« La démission ne se présume pas ». Voilà un principe de base du droit social que vient égratigner sérieusement un projet de loi récemment voté à l’Assemblée nationale[1]. L’article L. 1237-1-1 (nouveau) du code du travail, issu de ce projet de loi dispose :
« Le salarié qui a abandonné volontairement son poste et ne reprend pas le travail après avoir été mis en demeure à cette fin, par lettre recommandée ou par lettre remise en main propre contre décharge, est présumé démissionnaire.

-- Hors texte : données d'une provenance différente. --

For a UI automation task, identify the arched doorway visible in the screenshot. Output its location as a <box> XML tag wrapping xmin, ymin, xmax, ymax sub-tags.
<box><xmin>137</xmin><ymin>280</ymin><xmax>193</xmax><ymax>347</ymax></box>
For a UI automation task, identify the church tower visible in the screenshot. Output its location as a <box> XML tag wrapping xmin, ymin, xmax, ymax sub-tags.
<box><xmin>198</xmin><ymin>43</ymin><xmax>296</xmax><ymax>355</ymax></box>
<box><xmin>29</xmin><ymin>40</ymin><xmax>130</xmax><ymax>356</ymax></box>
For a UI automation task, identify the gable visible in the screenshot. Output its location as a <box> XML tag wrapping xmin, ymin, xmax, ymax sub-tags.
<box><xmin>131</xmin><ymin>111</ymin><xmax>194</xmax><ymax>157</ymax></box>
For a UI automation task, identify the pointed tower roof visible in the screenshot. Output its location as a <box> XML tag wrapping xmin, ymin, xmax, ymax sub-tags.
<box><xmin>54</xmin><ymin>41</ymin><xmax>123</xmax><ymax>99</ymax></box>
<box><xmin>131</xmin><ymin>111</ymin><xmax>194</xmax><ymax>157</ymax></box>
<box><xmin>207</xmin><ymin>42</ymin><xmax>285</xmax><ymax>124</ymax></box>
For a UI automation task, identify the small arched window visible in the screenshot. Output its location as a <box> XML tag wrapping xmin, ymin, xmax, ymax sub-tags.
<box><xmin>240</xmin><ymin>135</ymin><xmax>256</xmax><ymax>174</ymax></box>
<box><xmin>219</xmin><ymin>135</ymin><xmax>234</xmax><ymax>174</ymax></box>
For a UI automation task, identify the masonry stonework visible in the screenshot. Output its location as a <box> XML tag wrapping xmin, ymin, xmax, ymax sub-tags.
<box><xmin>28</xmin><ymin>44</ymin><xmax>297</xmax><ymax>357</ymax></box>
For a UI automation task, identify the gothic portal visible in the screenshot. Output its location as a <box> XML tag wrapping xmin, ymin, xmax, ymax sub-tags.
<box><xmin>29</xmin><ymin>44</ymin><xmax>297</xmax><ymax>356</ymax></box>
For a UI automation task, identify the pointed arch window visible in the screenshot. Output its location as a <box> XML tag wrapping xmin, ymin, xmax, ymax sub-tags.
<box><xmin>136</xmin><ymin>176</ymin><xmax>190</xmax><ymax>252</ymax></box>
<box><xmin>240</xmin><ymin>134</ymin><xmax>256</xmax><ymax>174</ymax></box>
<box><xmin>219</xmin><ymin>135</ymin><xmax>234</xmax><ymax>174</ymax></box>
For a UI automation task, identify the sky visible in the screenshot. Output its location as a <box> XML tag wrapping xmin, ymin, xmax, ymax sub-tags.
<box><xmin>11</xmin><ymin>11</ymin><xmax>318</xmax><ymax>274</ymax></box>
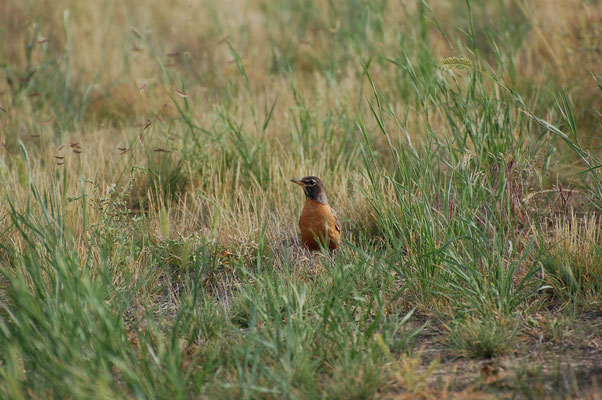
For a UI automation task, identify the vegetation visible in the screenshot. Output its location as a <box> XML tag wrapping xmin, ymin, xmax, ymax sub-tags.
<box><xmin>0</xmin><ymin>0</ymin><xmax>602</xmax><ymax>399</ymax></box>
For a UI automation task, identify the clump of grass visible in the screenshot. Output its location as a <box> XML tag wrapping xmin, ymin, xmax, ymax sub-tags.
<box><xmin>128</xmin><ymin>151</ymin><xmax>190</xmax><ymax>212</ymax></box>
<box><xmin>544</xmin><ymin>211</ymin><xmax>602</xmax><ymax>309</ymax></box>
<box><xmin>441</xmin><ymin>57</ymin><xmax>472</xmax><ymax>69</ymax></box>
<box><xmin>447</xmin><ymin>317</ymin><xmax>518</xmax><ymax>358</ymax></box>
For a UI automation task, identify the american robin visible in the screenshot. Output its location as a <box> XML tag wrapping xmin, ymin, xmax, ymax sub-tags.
<box><xmin>291</xmin><ymin>176</ymin><xmax>341</xmax><ymax>250</ymax></box>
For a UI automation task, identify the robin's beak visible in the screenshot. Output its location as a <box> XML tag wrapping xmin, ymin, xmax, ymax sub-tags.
<box><xmin>291</xmin><ymin>179</ymin><xmax>305</xmax><ymax>186</ymax></box>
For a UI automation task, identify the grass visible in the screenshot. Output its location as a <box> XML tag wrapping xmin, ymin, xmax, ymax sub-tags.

L’affaire est directement portée devant le bureau de jugement, qui se prononce sur la nature de la rupture et les conséquences associées. Il statue dans un délai d’un mois suivant sa saisine.
Un décret en Conseil d’Etat détermine les modalités d’exécution du présent article. »
Cet article crée donc une présomption (simple) de démission, lorsque le salarié abandonne volontairement son poste, à condition toutefois qu’il ait été préalablement mis en demeure de reprendre le travail, ou bien qu’il n’ait pas été contraint de quitter son poste pour des raisons de santé ou sécurité.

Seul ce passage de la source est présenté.